Manchester and Salford will be flooded with the demonstration Manchester for the Alternative organised by the trade unions and other nation-wide and local groups against the Tory Party conference.
It is more generally a protest against the wave of cuts that are ripping up the welfare state in the UK as well as in other countries in Europe. We are facing an unprecedented era of cutbacks to basic social rights like education and health services - or, to name a few more specific and local examples, childcare, pensions, affordable higher education, even libraries!
It has taken more than 150 years of struggles (measured in human lives) to achieve those rights. Are we really going to look aside and wait while they take those rights away from the people?

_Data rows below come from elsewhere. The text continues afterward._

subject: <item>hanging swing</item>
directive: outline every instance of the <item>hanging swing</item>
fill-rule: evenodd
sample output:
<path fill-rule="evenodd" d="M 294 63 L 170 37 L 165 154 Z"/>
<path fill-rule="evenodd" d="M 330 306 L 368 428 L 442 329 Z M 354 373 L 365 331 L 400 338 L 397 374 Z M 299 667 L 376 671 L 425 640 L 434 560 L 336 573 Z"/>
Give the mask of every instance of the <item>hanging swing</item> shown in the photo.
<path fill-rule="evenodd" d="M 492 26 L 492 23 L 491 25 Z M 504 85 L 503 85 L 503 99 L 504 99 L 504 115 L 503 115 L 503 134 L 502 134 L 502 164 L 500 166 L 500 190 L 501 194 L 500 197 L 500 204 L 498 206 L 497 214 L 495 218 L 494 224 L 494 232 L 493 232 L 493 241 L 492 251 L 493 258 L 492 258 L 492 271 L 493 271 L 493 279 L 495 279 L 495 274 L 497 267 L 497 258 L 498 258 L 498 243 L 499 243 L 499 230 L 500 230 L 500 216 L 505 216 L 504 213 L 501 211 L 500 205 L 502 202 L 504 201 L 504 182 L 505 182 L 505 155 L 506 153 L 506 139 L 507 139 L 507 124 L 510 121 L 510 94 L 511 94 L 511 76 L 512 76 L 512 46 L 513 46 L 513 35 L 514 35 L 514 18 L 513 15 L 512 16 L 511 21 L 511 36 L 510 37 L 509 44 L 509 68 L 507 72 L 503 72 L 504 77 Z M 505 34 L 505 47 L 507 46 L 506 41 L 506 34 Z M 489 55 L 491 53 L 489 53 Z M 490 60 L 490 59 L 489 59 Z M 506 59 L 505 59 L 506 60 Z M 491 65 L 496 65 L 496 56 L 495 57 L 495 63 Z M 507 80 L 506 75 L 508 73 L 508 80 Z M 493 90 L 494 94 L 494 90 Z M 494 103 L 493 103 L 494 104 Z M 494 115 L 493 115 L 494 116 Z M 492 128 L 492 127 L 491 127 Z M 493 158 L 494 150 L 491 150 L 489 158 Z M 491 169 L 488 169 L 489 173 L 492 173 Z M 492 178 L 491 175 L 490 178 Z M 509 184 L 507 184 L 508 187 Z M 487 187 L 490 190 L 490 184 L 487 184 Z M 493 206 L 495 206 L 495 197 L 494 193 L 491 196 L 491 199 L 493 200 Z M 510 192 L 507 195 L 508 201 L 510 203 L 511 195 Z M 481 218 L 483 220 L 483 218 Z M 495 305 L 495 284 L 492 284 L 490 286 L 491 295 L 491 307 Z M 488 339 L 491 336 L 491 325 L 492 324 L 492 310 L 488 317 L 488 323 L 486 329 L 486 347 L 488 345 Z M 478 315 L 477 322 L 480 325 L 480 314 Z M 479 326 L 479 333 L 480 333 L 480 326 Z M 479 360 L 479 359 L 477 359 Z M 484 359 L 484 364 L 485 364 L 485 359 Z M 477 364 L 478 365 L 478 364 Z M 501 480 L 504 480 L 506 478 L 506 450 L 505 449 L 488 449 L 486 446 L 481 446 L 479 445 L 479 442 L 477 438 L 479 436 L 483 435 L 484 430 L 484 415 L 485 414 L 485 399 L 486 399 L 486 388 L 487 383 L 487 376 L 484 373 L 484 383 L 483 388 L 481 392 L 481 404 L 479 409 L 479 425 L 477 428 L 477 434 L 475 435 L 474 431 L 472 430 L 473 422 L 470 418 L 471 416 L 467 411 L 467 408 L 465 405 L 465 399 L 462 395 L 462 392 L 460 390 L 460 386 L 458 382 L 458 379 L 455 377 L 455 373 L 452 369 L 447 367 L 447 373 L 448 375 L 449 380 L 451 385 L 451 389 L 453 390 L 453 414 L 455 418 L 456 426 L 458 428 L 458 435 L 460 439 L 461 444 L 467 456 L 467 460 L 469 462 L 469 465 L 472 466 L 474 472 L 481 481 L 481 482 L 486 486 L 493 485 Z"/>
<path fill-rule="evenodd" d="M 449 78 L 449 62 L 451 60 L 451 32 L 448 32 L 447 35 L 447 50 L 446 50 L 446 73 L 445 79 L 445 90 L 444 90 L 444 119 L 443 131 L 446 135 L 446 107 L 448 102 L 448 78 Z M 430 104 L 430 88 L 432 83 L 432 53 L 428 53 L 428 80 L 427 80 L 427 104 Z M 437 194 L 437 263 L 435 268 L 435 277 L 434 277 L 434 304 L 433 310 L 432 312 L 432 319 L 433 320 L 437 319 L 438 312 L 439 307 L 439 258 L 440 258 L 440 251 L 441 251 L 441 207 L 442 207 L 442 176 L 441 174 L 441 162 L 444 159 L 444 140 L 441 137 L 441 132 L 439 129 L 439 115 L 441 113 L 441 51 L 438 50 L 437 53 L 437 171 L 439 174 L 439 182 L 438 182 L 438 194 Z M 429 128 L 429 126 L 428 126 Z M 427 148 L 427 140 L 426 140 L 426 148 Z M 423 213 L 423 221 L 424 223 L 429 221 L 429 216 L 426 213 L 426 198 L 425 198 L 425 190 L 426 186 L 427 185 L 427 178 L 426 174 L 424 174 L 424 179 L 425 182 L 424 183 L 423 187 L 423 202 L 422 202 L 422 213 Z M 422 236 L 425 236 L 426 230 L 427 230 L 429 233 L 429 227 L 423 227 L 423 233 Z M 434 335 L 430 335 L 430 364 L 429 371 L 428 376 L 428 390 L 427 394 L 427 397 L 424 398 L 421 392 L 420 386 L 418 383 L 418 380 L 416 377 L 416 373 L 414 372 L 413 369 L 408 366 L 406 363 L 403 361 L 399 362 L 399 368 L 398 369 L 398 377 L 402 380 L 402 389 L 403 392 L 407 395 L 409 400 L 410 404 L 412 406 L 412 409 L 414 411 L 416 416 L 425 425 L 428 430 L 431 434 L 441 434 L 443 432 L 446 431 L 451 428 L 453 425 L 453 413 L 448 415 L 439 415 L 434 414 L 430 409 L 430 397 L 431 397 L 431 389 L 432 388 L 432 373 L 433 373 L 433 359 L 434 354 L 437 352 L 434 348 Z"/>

It is time to remind our governments that their power stems from the citizens that have elected them - that they work for ALL the citizens, not only for the rich and for the lobbies - and especially that they do NOT (or rather should not) work for the bankers, financial traders nor for the opaque and non-democratic institutions that nobody has elected (like the IMF, WB, ECB, or the increasingly powerful rating agencies, which have lately been allowed -by our governments- to have a dangerously high influence on the everyday lives of millions of people in Europe).
It is clearly not enough to vote once every four years or to march from time to time. It is time to diversify and to globalise the struggle.
That is why this Sunday will be an important day here in the UK.
A couple of months ago we were very happy at Real Democracy Manchester to hear about the birth of a local group-of-groups, OCCUPY! Manchester, as it was precisely what we had been waiting for since last May. We have in this way joined forces with many local groups with whom this Sunday we will
- take part in the Education part of the march that is starting from University Place on Oxford Road at 11am and which will join the main march at 12am (see route map),
- OCCUPY! Albert Square after the march, in order to create a space for assemblies and creative discussions (in the style of the square occupations that sprung up e.g. in Spain last May or in Wall Street, New York two weeks ago).
In short - we hope to see you on Sunday, knowing that October 2nd is not an end, but a beginning!